Arrow Video: Erik the Conqueror (1961) - Reviewed

The knockoff picture, or more specifically the Italian knockoff film, isn’t always the most easily definable subgenre of film as the quality of such can range either from creatively inspired or plagiaristic and tiresome.  For the most part people think of multi-titled incarnations like the shameless Jaws ripoff otherwise known as The Last Shark, Great White or even Jaws Returns.  Or you get unofficial sequels such as Alien 2 or Zombi 2, some rising above the expectations of a knockoff while others fall far below the bottom tier.  In rare cases, however, such as horror maestro Mario Bava’s Caltiki: The Immortal Monster and not long thereafter Erik the Conqueror, the so-called ‘knockoff’ being presented actually manages to improve upon what was done before while differentiating itself just enough to be regarded as it’s own piece.

Made three years after Richard Fleischer’s 1958 swashbuckler sword-and-sandals epic The Vikings starring Tony Curtis and Kirk Douglas, Mario Bava’s Erik the Conqueror more or less follows the same trajectory of Flescher’s film while serving up what would soon become Bava’s own visual panache of kaleidoscopic colors and gothic drenched atmosphere.  If you’ve seen Fleischer’s film, you’ll be familiar with the story beats involving two long-lost Viking brothers in the 9th century who find themselves on opposing sides of the battlefield between the Scandanavians and the Britains, all the while falling in love with the same woman and inevitably sparking a triangular romantic rivalry.  It’s the stuff swashbuckling fodder is made of, mixing history with old fashioned spectacle.

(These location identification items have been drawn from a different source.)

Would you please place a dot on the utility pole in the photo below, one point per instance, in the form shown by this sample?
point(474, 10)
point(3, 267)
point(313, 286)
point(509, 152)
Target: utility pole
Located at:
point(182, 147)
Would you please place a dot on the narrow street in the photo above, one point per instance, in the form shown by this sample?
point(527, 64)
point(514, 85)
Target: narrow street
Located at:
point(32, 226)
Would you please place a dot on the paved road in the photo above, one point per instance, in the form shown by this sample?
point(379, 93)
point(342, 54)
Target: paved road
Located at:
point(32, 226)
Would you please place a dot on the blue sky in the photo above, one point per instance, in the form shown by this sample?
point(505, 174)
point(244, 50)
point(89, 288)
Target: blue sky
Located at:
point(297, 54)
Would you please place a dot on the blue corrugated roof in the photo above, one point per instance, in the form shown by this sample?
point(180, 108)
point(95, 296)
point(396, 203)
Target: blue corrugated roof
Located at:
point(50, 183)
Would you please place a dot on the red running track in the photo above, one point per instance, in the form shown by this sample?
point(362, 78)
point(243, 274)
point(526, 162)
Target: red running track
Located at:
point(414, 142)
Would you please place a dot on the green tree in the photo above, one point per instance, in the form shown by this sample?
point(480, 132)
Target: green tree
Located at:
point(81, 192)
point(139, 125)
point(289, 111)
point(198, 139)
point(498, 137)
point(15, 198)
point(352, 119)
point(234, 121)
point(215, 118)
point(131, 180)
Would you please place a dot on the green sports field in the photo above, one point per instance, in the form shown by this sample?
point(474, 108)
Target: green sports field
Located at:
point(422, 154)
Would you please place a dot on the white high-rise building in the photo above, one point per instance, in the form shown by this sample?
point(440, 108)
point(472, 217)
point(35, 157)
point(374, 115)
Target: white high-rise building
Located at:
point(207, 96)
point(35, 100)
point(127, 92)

Bava’s Erik the Conqueror doesn’t necessarily better Fleischer’s film in terms of acting and characterization, yet the cast’s shortcomings are made up for with Bava’s opulent and openly artificial visual style.  Shooting in widescreen himself with the help of Ubaldo Terzano with a brilliantly decadent production design and neon-fluorescent lighting predating the likes of Dario Argento by over a decade, Bava transforms the archaic Viking underworld into a kind of technicolor phantasmagoria you can’t take your eyes off of.  Also startling in the pantheon of sword-and-sandals epics of the time yet germane to Bava’s work is the level of graphic violence and gore.  Take for instance an early sequence involving a Viking raid where a mother and her infant child are shown being impaled by a spear in graphic close-up.  Other scenes later involve soldiers’ bodies being riddled with arrows and images of blood drenched beaches riddled with dead bodies will also raise a few eyebrows not used to seeing this level of violence from this era.

As a Bava fan, admittedly, Erik the Conqueror isn’t the place most viewers should begin indulging in the director’s oeuvre.  That honor lies somewhere between Black Sunday or Planet of the Vampires, keeping more in line with his traditional gothic horror fare.  As it stands, the film plays more like a director-for-hire piece than something borne out of the Italian horror master’s soul.  Despite being an outlier in his career, Erik the Conqueror for Bava completists is an interesting aside, giving viewers a glimpse into a scenic widescreen detour from his usual output and providing cinephiles with a bona fide example of a knockoff picture that actually winds up bettering the source which inspired it.